I liked seeing more of Eli and Tzilla - oh that was it! - I didn’t remember Eli and Tzilla being married in the first book, did I just miss that entirely? I think I probably missed a lot in _The Saturday Morning Murder_.
Of the non recurring characters I really liked Racheli, the admin assistant who appeared early in the book but she wasn’t seen for a long time after that. I didn’t really like any of the suspects very much at all.
[on the plot]
Yes, the plotting worked for me. I think the strength of this story is the same as in the first book: that the motives and reasons behind the murders are tied very closely to the setting. For the rest of the series I’m going to expect that the crimes have been perpetrated not for the usual reasons of money or love (in most mystery stories anyway) but for reasons like poetry fraud that only make sense in the setting of the story.
I found the conclusion satisfactory though I did really like the idea of the two victims having killed each other. I really wanted Iddo to have killed Shaul before he went off diving, I think that would have been a neat plot device but it wasn’t to be.
[on scenes, pacing, setting]
I’m never any good at this question.

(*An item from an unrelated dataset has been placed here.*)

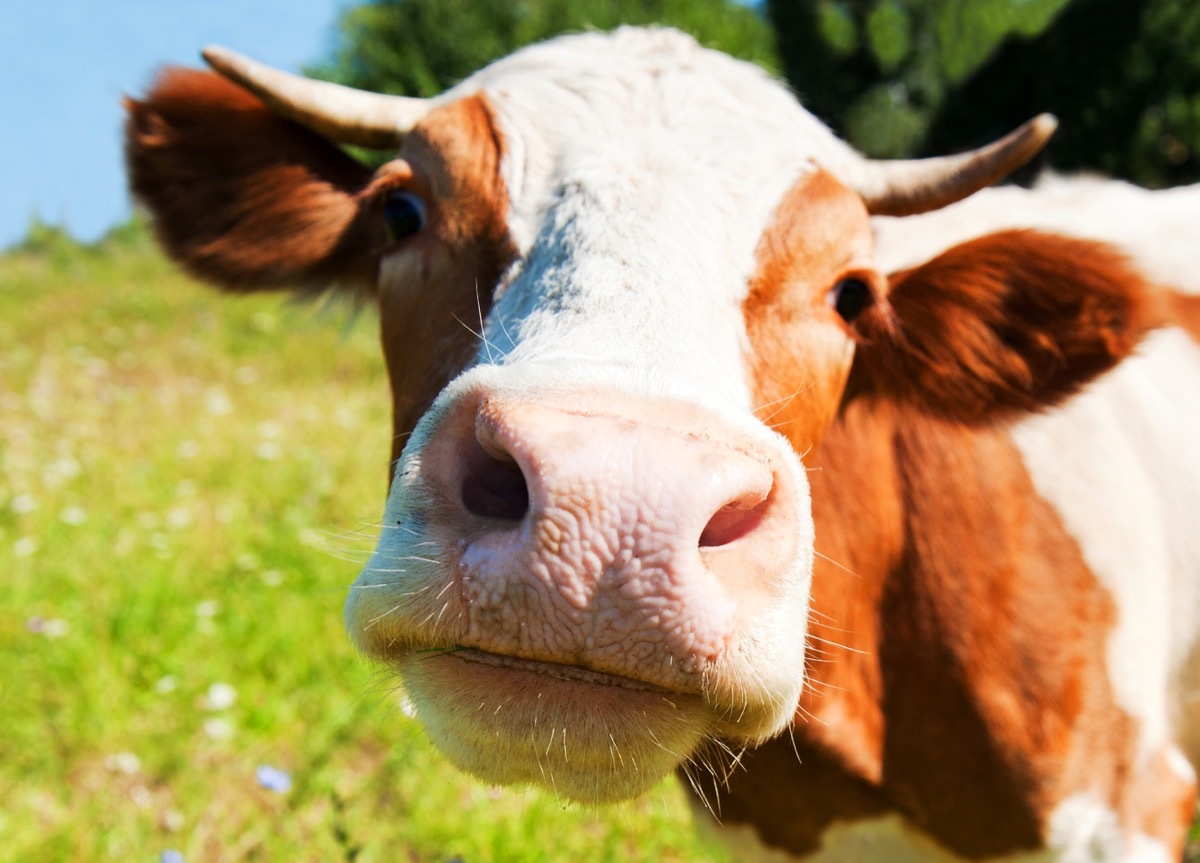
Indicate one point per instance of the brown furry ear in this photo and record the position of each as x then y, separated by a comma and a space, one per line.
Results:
1012, 322
241, 197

The scene that sticks in my head is the one where they look at Iddo’s body on the beach, I found it really quite gory and a bit of a hide behind the settee scene which wasn’t what I was expecting from Gur.
I found this book much better paced, I was expecting to find it slow going but I ripped through the middle of it quite entralled by it all, which surprised me quite a lot.
The setting is pretty much the most important element in these books, they would be completely different if they were set in more open environments. I found the university setting much easier to drop into than the psychoanalysis setting of the first book and I also got more of a feeling for Jerusalem in this book.
[comparisons to earlier books, summary]
I definitely found this book stronger than the first and a much more satisfying read. I put off reading it for a while because I feared I might get bored with it but that was far from the case. The pacing was better, I found it easier to keep track of the characters and I enjoyed the peek into a different world given by the author.
Overall I’d probably rate the book somewhere about three and threequarters stars out of five and I hope the next book reads as smoothly as this one and not as jerkily as the first did.